29/04/2003 - di ESCAPE ; Fonte: Il centro
POMERIGGIO DI PAURA
Parla il proprietario dell'abitazione invasa dai tifosi dell'Avellino
Minacce di morte, bottigliate alle finestre, danni alle automobili parcheggiate e ai cancelli delle abitazioni. Ultrà avellinesi arrampicati sui tetti e arrivati fin dentro le case. Immondizia ovunque. Il giorno dopo L'Aquila-Avellino si contano i danni. E la paura, per chi ha la sventura di abitare proprio a ridosso dell'ingresso del settore ospiti, è ancora tanta. Una domenica bestiale per le famiglie che hanno la sola colpa di avere la casa - con vista sul campo - in viale della Croce Rossa.
I proprietari delle abitazioni - e il titolare di un supermercato che confina con lo stadio - hanno trascorso una domenica infernale.
Si sono trasformati in guardiani nel tentativo di scongiurare azioni teppistiche da parte degli ultrà irpini, giunti all'Aquila in misura ben maggiore rispetto ai biglietti loro assegnati. E fatti entrare a migliaia senza pagare, «per motivi di ordine pubblico».
Insomma, un doppio danno, sia per le esangui casse societarie che per le tasche dei cittadini che se li sono ritrovati fin sull'uscio. Nonostante il coraggio avuto nel fronteggiare il «nemico», i proprietari non hanno potuto evitare sputi, minacce e lanci di oggetti, oltre ai danni documentati.

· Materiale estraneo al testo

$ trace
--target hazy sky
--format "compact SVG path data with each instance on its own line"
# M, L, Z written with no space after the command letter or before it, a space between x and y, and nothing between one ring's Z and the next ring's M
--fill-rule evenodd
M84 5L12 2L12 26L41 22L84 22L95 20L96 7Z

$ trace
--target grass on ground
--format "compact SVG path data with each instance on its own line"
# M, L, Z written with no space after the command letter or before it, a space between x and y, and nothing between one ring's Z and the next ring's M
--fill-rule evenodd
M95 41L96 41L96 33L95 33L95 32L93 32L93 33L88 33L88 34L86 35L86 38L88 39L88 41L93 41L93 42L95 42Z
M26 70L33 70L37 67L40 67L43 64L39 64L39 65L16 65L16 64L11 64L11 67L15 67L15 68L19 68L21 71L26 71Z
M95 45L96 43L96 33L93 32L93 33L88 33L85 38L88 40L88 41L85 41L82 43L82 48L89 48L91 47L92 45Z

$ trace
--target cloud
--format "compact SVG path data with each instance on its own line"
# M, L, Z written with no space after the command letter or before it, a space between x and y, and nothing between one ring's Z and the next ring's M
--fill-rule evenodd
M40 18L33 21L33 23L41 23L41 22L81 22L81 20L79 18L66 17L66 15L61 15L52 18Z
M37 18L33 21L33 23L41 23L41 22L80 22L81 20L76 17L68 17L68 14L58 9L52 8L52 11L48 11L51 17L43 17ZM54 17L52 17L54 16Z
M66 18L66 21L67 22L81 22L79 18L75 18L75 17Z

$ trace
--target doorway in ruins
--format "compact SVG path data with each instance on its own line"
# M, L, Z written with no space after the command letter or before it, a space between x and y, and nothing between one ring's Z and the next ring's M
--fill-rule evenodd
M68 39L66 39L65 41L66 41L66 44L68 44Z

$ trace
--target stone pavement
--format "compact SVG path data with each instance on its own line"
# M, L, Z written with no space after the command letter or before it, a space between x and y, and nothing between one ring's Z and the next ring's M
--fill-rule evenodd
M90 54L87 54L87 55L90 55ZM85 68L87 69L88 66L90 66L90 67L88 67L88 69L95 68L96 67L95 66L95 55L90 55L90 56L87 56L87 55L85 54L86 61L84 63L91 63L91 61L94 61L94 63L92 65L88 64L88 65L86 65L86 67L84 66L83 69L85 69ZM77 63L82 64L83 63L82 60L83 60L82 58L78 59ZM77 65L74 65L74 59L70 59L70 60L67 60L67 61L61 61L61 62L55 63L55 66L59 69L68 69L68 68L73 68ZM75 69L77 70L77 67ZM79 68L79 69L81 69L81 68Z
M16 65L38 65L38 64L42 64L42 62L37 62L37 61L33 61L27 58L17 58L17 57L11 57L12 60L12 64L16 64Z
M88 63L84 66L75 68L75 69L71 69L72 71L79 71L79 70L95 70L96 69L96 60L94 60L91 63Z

E' ancora scosso dall'accaduto Luciano L., la cui abitazione confina con l'ingresso ospiti. La partita - per lui che ha il privilegio di poterla vedere affacciandosi alla finestra - è passata in secondo piano. «Ho passato un pomeriggio da incubo», racconta Ludovici, che gestisce una trattoria nelle vicinanze dello stadio. «Per difendere la mia famiglia, per mia moglie e i miei figli, ho dovuto stare di vedetta fin dalla mattina. I tifosi dell'Avellino sono arrivati già ubriachi. A pochi metri dallo stadio, infatti, c'erano i venditori di lattine di birra: ne ho contate a migliaia, tutte gettate dentro al mio cortile. Oltre a bottiglie di vetro, sampietrini e altre immondizie. Ma come si fa a permettere la vendita di alcolici a un passo dallo stadio, in un'occasione del genere?».
Ludovici è un fiume in piena. «Sono stufo di essere ostaggio degli ultrà. Stavolta sono entrati nella mia proprietà salendo sui tetti. Da lì hanno cominciato a insultarmi e a minacciarmi. Sono arrivati a pochi passi da me dopo aver rotto due cancelli, uno dei quali elettronico. Hanno maltrattato anche il mio cane, che mi serve da guardia. Hanno ridotto il cortile di casa mia a una discarica. Hanno fatto l'altalena sui fili del telefono. Hanno incendiato la carta, tirando fumogeni e botti potentissimi. Ma come, soggetti del genere non dovrebbero essere perquisiti prima di entrare in uno stadio?».
L'accaduto ripropone il problema della sicurezza dello stadio Fattori. «L'ingresso ospiti confinante con casa mia è un'assurdità», sostiene ancora il ristoratore aquilano. «Chi di dovere deve assumersi le proprie responsabilità, tutelando i cittadini. A casa mia non si è visto nemmeno un poliziotto. Ho scritto da due anni a sindaco, questore e prefetto per chiedere una soluzione ma non ho avuto risposta. Posso anche andarmene da casa mia. Del resto, se per gli espropri delle quattro lamiere, da quelle baracche, sono stati tirati fuori 300 milioni di lire, posso starmene tranquillo». Ludovici si riferisce alle officine espropriate a suo tempo dal Comune per realizzare il nuovo accesso.
Paura anche nelle abitazioni vicine. Una donna, terrorizzata, ha dovuto chiudere le persiane, fatte oggetto di lanci di sassi e bottiglie. «Alcuni avellinesi», racconta un altro testimone, «andavano in giro con in mano lucchetti e paletti di ferro».